More songs about buildings and food is what my husband says to me periodically when some new agriculture + urban design discovery brightens my day. Finding ornamental kale planted on the streets of Washington, D.C., is enough to put a spring in my step. (If that’s not nerdy or goofy enough, how about a tour of my wee community garden plot and the best pizza in DC for the first person who knows that pop culture reference?)
I’m an urban planner and for the last four years, I’ve consulted on a range of food and agriculture projects in metro Washington, D.C. I’m currently consulting with the Metropolitan Washington Council of Governments (COG), a voluntary membership association of 22 local governments working together to ensure a well-maintained regional transportation system, safe and healthy communities, a vibrant economy, and clean air, water, and land.
On the Virginia side, COG’s members include 9 jurisdictions in Northern VA, such as Arlington, Fairfax, and Loudoun counties. Together with the District of Columbia and some of the largest jurisdictions in Maryland, about 5 million people call the region home.
In metro DC, we’ve got it all: urban, peri-urban, and rural agriculture. I could not be more thrilled about the ballooning interest I’m seeing in local food.
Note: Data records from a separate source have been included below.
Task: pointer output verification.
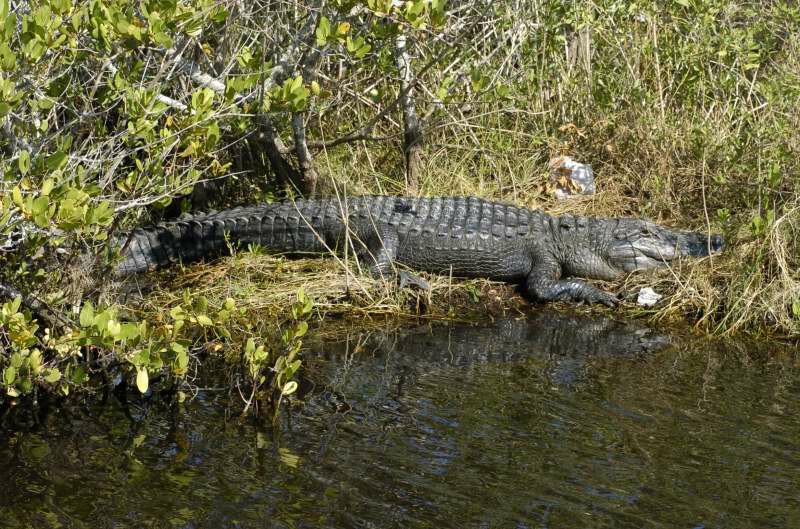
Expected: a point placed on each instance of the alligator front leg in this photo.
(544, 283)
(381, 253)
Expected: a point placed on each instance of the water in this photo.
(556, 421)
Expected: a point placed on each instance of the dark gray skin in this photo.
(462, 236)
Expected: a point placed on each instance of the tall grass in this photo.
(688, 114)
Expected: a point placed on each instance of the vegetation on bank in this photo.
(118, 113)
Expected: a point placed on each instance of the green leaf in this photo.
(142, 380)
(16, 195)
(24, 162)
(323, 31)
(9, 375)
(87, 314)
(40, 205)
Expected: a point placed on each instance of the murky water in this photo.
(556, 421)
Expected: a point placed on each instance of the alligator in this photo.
(458, 236)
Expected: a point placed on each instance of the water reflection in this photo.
(553, 421)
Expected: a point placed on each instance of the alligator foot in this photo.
(407, 279)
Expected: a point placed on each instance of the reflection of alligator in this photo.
(462, 236)
(562, 345)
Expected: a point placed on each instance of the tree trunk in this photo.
(412, 132)
(284, 173)
(308, 171)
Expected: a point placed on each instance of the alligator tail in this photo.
(287, 226)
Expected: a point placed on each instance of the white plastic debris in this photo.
(571, 178)
(648, 297)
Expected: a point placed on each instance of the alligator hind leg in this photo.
(380, 252)
(544, 283)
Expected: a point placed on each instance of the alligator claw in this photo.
(409, 279)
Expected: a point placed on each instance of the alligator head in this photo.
(625, 245)
(641, 245)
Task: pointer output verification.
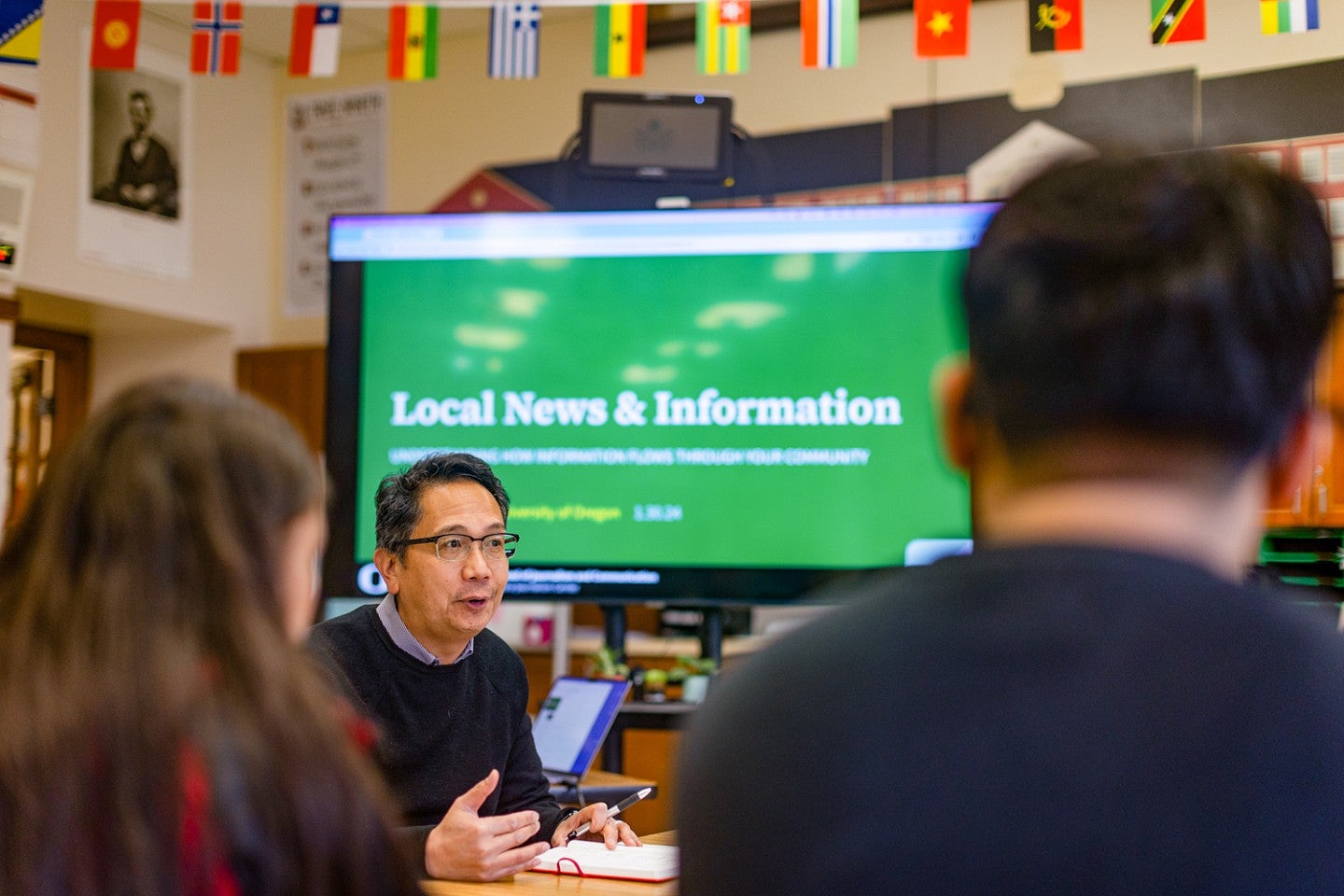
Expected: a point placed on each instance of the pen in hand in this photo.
(611, 813)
My hope is that the more people inside the Beltway become excited about gardening and urban farming, the more curious (and supportive) they’ll become about farms and producers in our rural communities in VA, MD, and beyond.
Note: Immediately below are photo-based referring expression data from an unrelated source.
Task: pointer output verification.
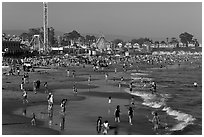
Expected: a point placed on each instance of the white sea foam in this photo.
(159, 101)
(184, 119)
(139, 74)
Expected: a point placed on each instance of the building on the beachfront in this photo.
(146, 46)
(14, 48)
(102, 44)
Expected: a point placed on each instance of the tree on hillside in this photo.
(186, 38)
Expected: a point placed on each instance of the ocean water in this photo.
(178, 101)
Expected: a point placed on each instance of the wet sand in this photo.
(82, 110)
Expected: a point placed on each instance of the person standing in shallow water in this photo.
(130, 115)
(117, 114)
(105, 127)
(33, 120)
(99, 124)
(156, 121)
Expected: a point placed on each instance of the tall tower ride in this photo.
(45, 26)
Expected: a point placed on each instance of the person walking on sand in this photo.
(46, 87)
(155, 121)
(105, 127)
(117, 114)
(68, 73)
(130, 115)
(109, 100)
(153, 88)
(63, 105)
(132, 101)
(99, 125)
(50, 99)
(89, 80)
(50, 110)
(22, 86)
(34, 87)
(25, 97)
(33, 120)
(74, 90)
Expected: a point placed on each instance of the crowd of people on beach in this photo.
(162, 60)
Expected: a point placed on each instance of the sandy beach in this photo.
(82, 110)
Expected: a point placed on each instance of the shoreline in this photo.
(11, 121)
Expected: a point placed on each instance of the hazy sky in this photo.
(129, 19)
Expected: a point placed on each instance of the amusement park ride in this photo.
(36, 43)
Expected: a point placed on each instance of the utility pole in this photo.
(45, 26)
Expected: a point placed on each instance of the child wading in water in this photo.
(63, 105)
(130, 115)
(25, 97)
(156, 121)
(117, 114)
(105, 127)
(33, 120)
(99, 125)
(46, 87)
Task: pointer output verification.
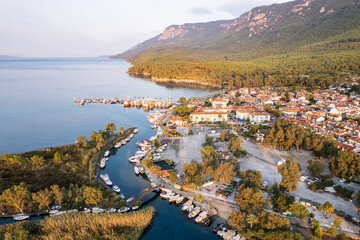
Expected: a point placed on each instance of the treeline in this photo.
(82, 226)
(286, 135)
(38, 179)
(213, 164)
(252, 214)
(286, 70)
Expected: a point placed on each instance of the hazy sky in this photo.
(83, 28)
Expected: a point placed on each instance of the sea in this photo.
(37, 110)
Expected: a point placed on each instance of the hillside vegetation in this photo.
(304, 42)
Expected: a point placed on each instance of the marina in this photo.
(73, 120)
(138, 102)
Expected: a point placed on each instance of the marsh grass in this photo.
(82, 225)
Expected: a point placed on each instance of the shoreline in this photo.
(189, 81)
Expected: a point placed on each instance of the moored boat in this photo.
(208, 221)
(194, 212)
(21, 217)
(116, 189)
(107, 153)
(180, 199)
(173, 198)
(136, 170)
(201, 217)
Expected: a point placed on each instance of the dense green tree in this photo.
(251, 178)
(111, 127)
(16, 197)
(250, 200)
(315, 167)
(299, 211)
(92, 196)
(224, 173)
(290, 173)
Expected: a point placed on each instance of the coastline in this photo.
(195, 82)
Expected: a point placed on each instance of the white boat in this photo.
(116, 189)
(111, 210)
(180, 199)
(108, 182)
(20, 217)
(97, 210)
(186, 205)
(190, 208)
(173, 198)
(201, 217)
(53, 212)
(134, 208)
(194, 212)
(107, 153)
(102, 163)
(229, 234)
(121, 210)
(133, 159)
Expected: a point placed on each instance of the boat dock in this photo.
(138, 102)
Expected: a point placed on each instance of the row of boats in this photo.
(147, 103)
(194, 211)
(156, 118)
(227, 234)
(105, 177)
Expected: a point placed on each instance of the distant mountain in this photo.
(7, 57)
(301, 29)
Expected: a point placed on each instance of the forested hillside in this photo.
(303, 42)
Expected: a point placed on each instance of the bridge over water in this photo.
(143, 193)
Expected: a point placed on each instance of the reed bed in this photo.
(97, 226)
(82, 225)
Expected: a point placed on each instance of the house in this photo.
(177, 120)
(220, 102)
(212, 117)
(259, 116)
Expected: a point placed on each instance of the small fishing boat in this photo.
(201, 217)
(111, 210)
(97, 210)
(107, 153)
(190, 208)
(130, 199)
(136, 170)
(173, 198)
(186, 205)
(122, 210)
(194, 212)
(208, 221)
(141, 169)
(21, 217)
(180, 199)
(116, 189)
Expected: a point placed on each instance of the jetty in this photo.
(138, 102)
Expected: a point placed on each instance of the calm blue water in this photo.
(37, 111)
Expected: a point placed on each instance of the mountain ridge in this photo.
(302, 36)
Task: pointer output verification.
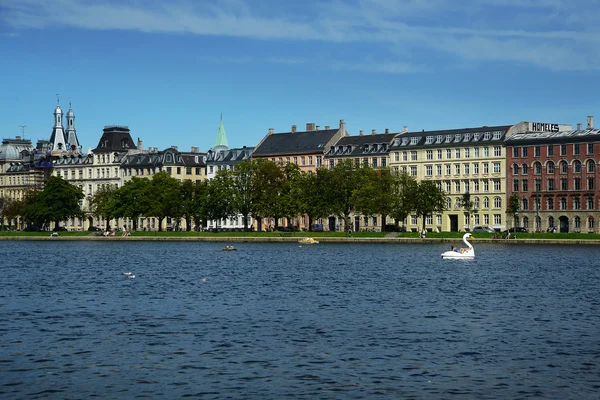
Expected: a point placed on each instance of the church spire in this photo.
(221, 135)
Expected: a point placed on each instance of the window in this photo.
(563, 203)
(497, 202)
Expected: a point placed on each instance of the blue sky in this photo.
(169, 69)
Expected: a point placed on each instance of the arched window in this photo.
(497, 202)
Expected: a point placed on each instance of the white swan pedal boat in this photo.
(469, 253)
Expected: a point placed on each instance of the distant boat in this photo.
(308, 241)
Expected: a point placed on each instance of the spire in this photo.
(221, 135)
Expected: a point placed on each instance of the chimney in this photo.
(343, 127)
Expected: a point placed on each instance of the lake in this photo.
(280, 320)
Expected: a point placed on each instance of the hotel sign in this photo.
(542, 127)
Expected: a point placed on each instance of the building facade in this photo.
(553, 169)
(459, 161)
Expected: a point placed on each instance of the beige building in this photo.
(459, 161)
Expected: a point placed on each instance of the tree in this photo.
(57, 202)
(429, 200)
(102, 203)
(513, 207)
(468, 206)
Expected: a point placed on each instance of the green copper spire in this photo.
(221, 136)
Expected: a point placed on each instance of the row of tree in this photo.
(256, 188)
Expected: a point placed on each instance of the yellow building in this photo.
(469, 160)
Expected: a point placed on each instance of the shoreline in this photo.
(348, 240)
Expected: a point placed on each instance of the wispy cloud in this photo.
(543, 33)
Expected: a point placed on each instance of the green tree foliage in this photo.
(429, 200)
(57, 202)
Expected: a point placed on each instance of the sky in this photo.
(169, 69)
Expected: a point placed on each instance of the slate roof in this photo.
(484, 134)
(228, 156)
(114, 138)
(308, 142)
(582, 135)
(359, 146)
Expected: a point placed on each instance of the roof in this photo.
(355, 146)
(564, 136)
(307, 142)
(461, 136)
(114, 138)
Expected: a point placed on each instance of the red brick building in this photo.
(554, 171)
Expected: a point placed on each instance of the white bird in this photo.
(468, 253)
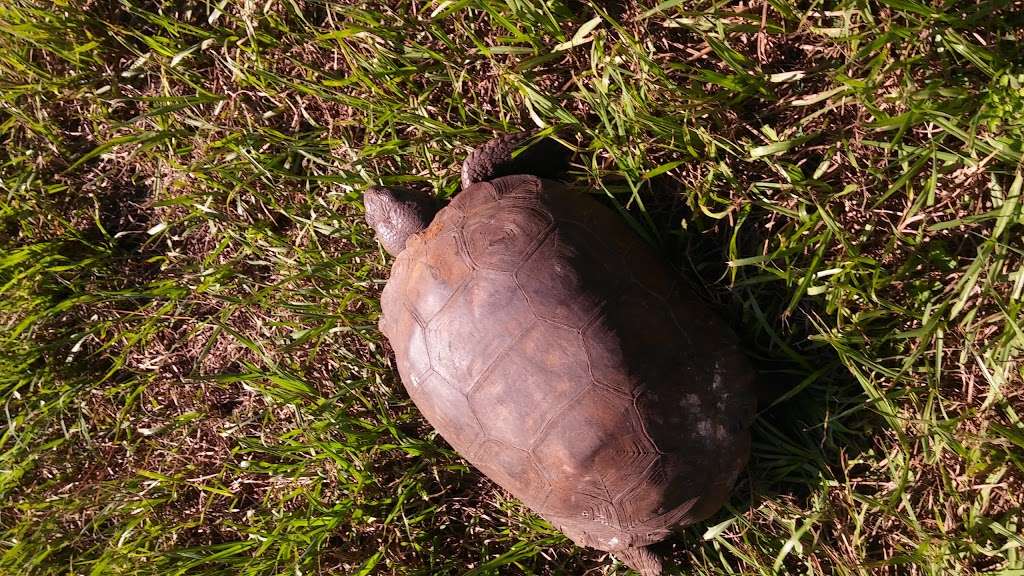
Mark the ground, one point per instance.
(192, 376)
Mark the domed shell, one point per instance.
(549, 346)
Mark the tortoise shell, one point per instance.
(549, 346)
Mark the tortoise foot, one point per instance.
(641, 560)
(546, 158)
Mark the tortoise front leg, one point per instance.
(546, 158)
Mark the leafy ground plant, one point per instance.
(190, 373)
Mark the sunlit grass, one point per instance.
(192, 375)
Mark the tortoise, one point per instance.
(551, 347)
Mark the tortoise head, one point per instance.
(397, 213)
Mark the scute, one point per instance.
(513, 469)
(570, 275)
(437, 274)
(596, 444)
(502, 235)
(446, 409)
(545, 365)
(483, 318)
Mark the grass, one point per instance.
(190, 373)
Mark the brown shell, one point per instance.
(547, 343)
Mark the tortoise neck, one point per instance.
(397, 214)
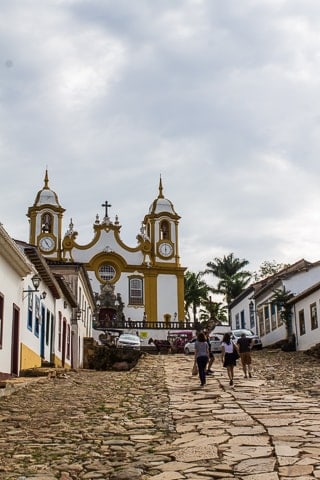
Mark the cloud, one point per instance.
(220, 98)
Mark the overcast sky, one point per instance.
(220, 97)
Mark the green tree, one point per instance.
(214, 313)
(268, 268)
(195, 292)
(232, 279)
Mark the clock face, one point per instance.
(47, 244)
(165, 249)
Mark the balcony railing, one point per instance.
(144, 325)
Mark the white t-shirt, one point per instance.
(228, 348)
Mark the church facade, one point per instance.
(141, 283)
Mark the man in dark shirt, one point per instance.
(244, 344)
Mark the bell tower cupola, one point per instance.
(162, 228)
(45, 218)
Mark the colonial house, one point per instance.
(14, 268)
(254, 308)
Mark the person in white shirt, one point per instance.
(229, 355)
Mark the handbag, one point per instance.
(195, 369)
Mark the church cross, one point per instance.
(106, 205)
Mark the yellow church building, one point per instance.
(140, 286)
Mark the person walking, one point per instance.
(229, 355)
(211, 356)
(201, 356)
(244, 344)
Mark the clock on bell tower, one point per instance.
(46, 216)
I grew up in southwest Michigan in an old farmhouse on a hobby farm. While that childhood experience did not translate into lasting farming skills, it is one reason that my personal passion and professional interest in food and agriculture has been growing since my mid-twenties. Most of what I’ve learned about agriculture has been through working as an urban planner in rural communities, farm visits (mostly in the U.S.), some classes, sustainable agriculture conferences, and a lot of reading.
I applied to the VALOR program to help build a deeper understanding of agricultural issues in VA, and to develop a broader and stronger network of producers interested in selling healthy food into metro DC. National data shows that the markets for local food and for organic food are growing every year. In my work, I’ve talked with a range of buyers who want these products. My job, at COG and as a part of USDA’s inaugural Food LINC cohort, is to build the connections and relationships that will result in more opportunities for regional farmers to sell their products closer to home.
I believe that our supply chains in metro DC for getting local food from farm to market are not fully developed, particularly when it comes to scale appropriate infrastructure for small and medium-sized farmers. Further, several studies from the Mid-Atlantic indicate that local food production can only satisfy the tiniest fraction of regional demand.
I’m incredibly grateful and humbled for the opportunity to join the VALOR program. With a mission to develop leaders who can effectively engage all segments of the VA agricultural community to create collaborative solutions and promote agriculture inside and outside of the industry, I’m thrilled that the program welcomes a diverse set of interests and leaders.
Certainly, so many farmers, community members, business leaders, and others in the Commonwealth continue to work to develop the market for local food. We would not be here without them. But with demand for local food continuing to grow, we need more leaders, experts, and advocates who are poised to help “move the needle” on how much we produce and consume in the region. I’m excited to see how I can use my VALOR experience to contribute to this challenge and opportunity. And I’m elated that I get to take part in this with 12 impressive and interesting new colleagues working in different ag-related industries around the Commonwealth.